Please return to Lacey Patch for a copy of Brower's powerpoint presentation on academic achievement once it's made available.

tr October 16, 2012 at 05:50 PM
Very informative meeting last night, for the FEW of us that were there. Many new initiatives by this board will be shocking to the community,but, long overdue!!! This board has taken a stand on positive and progressive change under this new leader. Fasten your seatbelts Lacey!! The issues are no longer being hid, they are being challenged and forced to be addressed. Want to be part of the change??? Come to the meetings and ask the questions, stop with the Monday morning quaterbacking on this venue. Be brave, you have a RIGHT to an answer. Look out Status Quo!!

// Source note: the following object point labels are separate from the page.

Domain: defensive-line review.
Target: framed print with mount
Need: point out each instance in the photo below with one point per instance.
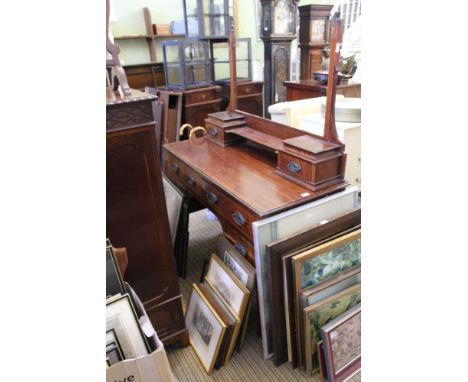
(206, 328)
(228, 286)
(320, 263)
(245, 272)
(285, 248)
(282, 225)
(294, 323)
(342, 345)
(229, 318)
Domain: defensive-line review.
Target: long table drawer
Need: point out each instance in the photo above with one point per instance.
(230, 210)
(216, 199)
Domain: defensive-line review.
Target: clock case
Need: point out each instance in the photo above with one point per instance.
(311, 47)
(277, 52)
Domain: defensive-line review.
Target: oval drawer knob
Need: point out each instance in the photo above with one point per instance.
(211, 197)
(214, 132)
(191, 180)
(238, 218)
(294, 167)
(241, 249)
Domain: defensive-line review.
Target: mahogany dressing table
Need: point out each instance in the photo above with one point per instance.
(247, 168)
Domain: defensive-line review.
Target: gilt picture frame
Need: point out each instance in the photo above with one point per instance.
(286, 248)
(342, 345)
(282, 225)
(318, 315)
(318, 264)
(206, 329)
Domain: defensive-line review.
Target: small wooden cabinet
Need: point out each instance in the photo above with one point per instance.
(249, 96)
(145, 75)
(198, 103)
(313, 37)
(136, 215)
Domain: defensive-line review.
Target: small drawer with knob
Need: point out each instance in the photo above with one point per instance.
(193, 182)
(249, 89)
(199, 96)
(229, 209)
(174, 169)
(240, 243)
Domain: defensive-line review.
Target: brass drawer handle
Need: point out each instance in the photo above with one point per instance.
(294, 167)
(211, 197)
(191, 180)
(238, 218)
(241, 249)
(214, 132)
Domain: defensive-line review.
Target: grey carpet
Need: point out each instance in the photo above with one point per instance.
(248, 365)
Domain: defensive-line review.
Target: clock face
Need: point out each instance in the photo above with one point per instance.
(283, 18)
(317, 31)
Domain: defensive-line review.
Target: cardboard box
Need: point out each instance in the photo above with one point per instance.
(149, 368)
(161, 29)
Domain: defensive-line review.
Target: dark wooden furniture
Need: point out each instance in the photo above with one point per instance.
(248, 168)
(187, 64)
(313, 37)
(249, 96)
(211, 18)
(145, 75)
(239, 183)
(278, 29)
(296, 90)
(284, 248)
(136, 215)
(198, 103)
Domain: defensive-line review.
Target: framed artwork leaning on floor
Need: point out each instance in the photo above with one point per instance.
(206, 329)
(318, 315)
(234, 293)
(342, 345)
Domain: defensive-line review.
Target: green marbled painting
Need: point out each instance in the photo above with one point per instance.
(330, 263)
(326, 313)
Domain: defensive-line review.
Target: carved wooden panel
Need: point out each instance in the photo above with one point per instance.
(136, 214)
(130, 114)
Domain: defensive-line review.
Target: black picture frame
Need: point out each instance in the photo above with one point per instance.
(114, 281)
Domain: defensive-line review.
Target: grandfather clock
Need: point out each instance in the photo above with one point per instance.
(278, 29)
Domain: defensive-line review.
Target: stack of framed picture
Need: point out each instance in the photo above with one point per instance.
(314, 276)
(216, 311)
(124, 337)
(133, 349)
(339, 351)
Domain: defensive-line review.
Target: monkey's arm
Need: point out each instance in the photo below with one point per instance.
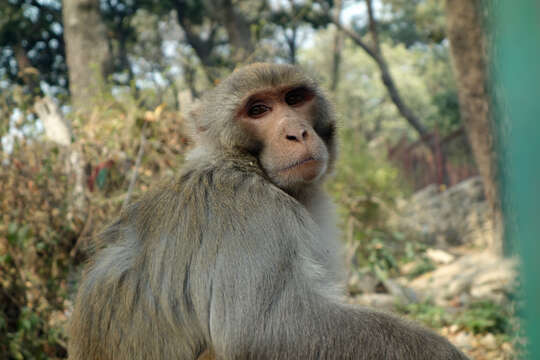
(268, 299)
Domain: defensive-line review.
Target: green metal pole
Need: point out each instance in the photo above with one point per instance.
(516, 74)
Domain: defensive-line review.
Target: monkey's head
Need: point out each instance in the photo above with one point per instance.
(275, 113)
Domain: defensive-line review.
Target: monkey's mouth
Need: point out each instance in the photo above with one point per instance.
(299, 163)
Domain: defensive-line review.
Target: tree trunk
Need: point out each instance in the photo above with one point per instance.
(87, 53)
(338, 47)
(467, 45)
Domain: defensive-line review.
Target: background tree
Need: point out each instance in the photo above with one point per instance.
(469, 60)
(87, 51)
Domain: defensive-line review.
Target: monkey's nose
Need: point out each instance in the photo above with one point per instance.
(299, 135)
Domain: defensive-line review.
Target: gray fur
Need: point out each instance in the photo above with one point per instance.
(221, 259)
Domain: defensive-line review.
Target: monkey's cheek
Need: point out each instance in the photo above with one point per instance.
(306, 172)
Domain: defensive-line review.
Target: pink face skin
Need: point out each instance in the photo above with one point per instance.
(293, 154)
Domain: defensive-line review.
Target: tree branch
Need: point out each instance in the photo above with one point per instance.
(386, 77)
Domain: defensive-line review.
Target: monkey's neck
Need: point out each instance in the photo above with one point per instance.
(316, 201)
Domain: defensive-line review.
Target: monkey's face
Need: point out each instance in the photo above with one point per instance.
(282, 122)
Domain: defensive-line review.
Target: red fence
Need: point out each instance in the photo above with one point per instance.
(447, 162)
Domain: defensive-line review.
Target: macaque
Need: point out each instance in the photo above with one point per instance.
(237, 257)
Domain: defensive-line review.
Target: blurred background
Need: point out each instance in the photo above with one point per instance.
(93, 99)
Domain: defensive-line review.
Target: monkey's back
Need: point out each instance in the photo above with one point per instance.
(146, 294)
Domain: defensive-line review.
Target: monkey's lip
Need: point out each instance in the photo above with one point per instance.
(304, 161)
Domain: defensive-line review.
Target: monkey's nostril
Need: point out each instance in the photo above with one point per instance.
(292, 138)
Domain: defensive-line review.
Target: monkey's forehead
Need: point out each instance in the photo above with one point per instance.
(261, 77)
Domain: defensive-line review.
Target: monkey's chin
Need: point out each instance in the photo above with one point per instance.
(304, 172)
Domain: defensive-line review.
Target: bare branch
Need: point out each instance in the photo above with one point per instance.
(135, 170)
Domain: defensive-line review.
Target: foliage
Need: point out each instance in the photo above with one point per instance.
(424, 78)
(365, 188)
(486, 316)
(36, 237)
(32, 43)
(43, 239)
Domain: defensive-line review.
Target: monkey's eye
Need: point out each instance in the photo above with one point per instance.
(297, 96)
(257, 110)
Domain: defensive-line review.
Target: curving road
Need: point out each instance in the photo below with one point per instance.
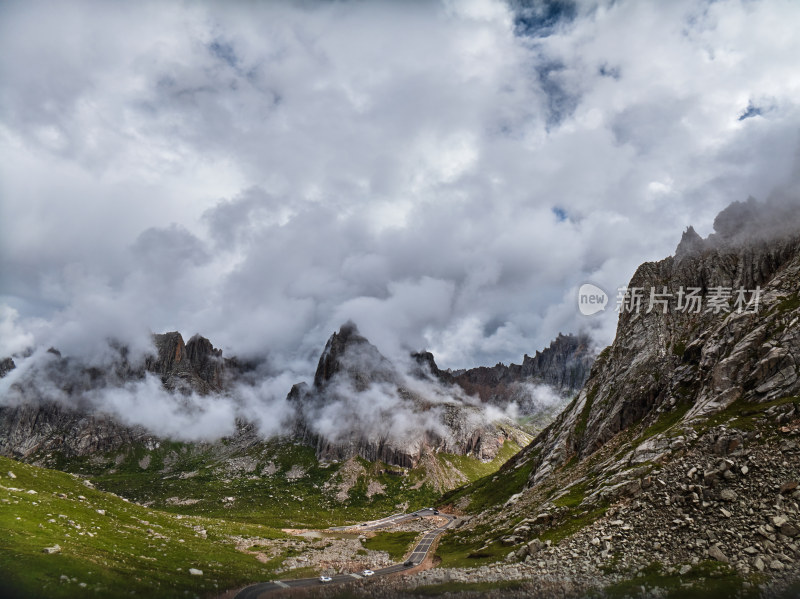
(417, 555)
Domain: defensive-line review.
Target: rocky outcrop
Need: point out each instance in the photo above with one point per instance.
(195, 366)
(384, 418)
(6, 366)
(30, 430)
(563, 366)
(682, 445)
(698, 362)
(35, 421)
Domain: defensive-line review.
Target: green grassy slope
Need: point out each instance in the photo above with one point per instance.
(128, 550)
(284, 485)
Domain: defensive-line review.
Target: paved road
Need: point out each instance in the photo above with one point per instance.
(417, 555)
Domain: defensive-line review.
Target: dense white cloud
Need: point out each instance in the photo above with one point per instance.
(446, 175)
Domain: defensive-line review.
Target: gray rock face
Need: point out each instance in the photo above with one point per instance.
(564, 366)
(195, 366)
(37, 423)
(698, 363)
(6, 366)
(350, 369)
(29, 429)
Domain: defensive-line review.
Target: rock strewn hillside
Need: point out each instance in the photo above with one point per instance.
(682, 446)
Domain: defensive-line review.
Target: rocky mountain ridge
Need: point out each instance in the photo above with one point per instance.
(376, 427)
(682, 447)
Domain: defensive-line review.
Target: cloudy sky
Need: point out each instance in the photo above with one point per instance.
(446, 174)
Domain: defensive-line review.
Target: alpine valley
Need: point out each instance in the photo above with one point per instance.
(665, 465)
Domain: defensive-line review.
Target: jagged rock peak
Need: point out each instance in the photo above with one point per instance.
(6, 366)
(171, 350)
(199, 350)
(691, 244)
(351, 354)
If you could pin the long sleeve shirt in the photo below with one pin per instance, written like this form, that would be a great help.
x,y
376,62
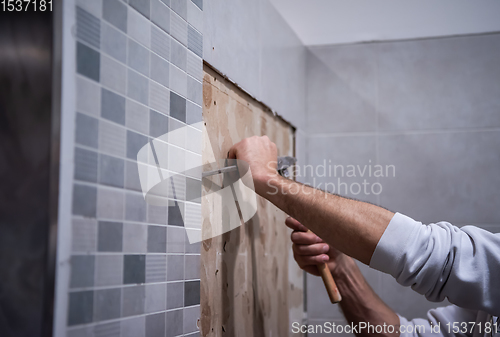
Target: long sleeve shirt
x,y
443,261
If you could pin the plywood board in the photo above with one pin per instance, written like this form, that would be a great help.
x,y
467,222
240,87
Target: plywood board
x,y
249,287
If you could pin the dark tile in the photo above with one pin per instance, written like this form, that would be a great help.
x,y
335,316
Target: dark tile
x,y
87,61
115,12
195,41
191,293
133,300
198,3
175,295
88,28
134,269
110,236
193,190
174,323
138,57
158,124
135,142
107,304
82,271
155,325
84,200
135,207
114,43
80,307
160,70
87,129
157,239
142,6
111,171
177,107
175,267
85,165
113,106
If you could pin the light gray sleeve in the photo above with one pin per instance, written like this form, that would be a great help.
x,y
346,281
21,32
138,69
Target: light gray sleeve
x,y
437,321
443,261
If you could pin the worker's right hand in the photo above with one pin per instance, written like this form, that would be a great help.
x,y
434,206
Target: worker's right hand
x,y
309,250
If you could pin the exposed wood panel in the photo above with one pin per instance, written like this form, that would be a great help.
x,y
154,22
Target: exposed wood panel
x,y
248,286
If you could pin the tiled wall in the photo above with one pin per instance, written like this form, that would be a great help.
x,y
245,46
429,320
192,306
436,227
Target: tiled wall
x,y
138,76
428,107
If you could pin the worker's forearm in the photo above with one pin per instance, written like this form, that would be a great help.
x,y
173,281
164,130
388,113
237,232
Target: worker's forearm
x,y
359,302
351,226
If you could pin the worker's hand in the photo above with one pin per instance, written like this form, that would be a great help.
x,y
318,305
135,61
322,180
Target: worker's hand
x,y
309,250
261,155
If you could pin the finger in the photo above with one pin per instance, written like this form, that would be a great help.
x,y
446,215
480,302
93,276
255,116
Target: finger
x,y
304,238
295,225
314,249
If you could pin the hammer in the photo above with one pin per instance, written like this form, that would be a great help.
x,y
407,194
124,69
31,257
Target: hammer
x,y
283,164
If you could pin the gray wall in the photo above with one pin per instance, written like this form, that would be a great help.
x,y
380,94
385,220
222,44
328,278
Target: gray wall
x,y
429,107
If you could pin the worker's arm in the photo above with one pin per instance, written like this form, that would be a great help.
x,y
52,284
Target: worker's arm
x,y
351,226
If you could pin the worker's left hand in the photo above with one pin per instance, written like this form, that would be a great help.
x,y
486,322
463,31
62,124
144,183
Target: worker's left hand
x,y
261,155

mb October 16, 2012 at 05:53 PM
You ask - If student population has gone down, why do we increase our spending. I would think it was being spent on the increasing cost of.....everything: electricity, the cost of materials(books, paper, desks), fuel for buses, taxes going up 2%, uniforms, band equipment, bleachers, etc.
ynot October 16, 2012 at 08:40 PM
Where is the money going…… Superintendent Dr. Sandra Brower has 40 hr secretary and that secretary has a 40 hr secretary. Superintendent Dr. Vanessa Clark has a 40 hr secretary and that secretary has a 40 hr secretary. The work of the yes board of ed
Pamela Brown ♥ October 25, 2012 at 03:28 PM
One out of every ten students in Lacey does not graduate. There is certainly room to improve! 2011 Lacey HS Graduation Rate: 90.7%...Student enrollment has declined every year, but administration says there's no room for full day Kindergarten? We have over 400 fewer students! 2002/2003 = 5005 students 2011/2012 = 4586 students Administration calls full day Kindergarten a "pilot program" when years of research shows early learning to have positive results? One out of every ten students did not graduate but Lacey administrators are given huge salary increases? Our school district had 4 million surplus last year... So they hired more administrators!! And then ask students to bring their own technology! We can do better... Out of 7 schools, only 2 made adequate yearly progress. Links are below, Look it up. Our local taxes are still around 57% of school district revenue. 2002-03 Comparative Cost Per Pupil: $7,854 Revenue Sources, State: 40% Revenue Sources, Local Taxes: 57% Revenue Sources, Federal: 2% 2010-11 Total Spending Per Pupil: $15,179 Taxpayers' Guide to Education Spending July 2012 www.state.nj.us http://www.state.nj.us/education/data/grate/rates.pdf http://www.state.nj.us/education/data/enr/ http://www.nj.gov/education/title1/accountability/ayp/1112/profiles/ayp/29_profiles.pdf
Abby Normal December 11, 2012 at 01:46 PM
It's unfair to compare per-pupil cost between those two years because the government changed how it is calculated. The 02-03 number should be thousands higher due to the new calculation developed for 2011-2012. The main reason these numbers were adjusted was so that more tax payer dollars would go to virtual schools, charter schools, and into experimental voucher programs. In addition, if you ask me, the status quo of almost 15 years of government testing must go. Our students are hating school, learning little because of the narrow curriculum, and scripted programs teachers are forced to use. Just because those things produce "data" doesn't mean that the data is valuable. When was the last time the standardized tests were validated? Do we test for career ready Yes-Students? It's time this paradigm was rethought.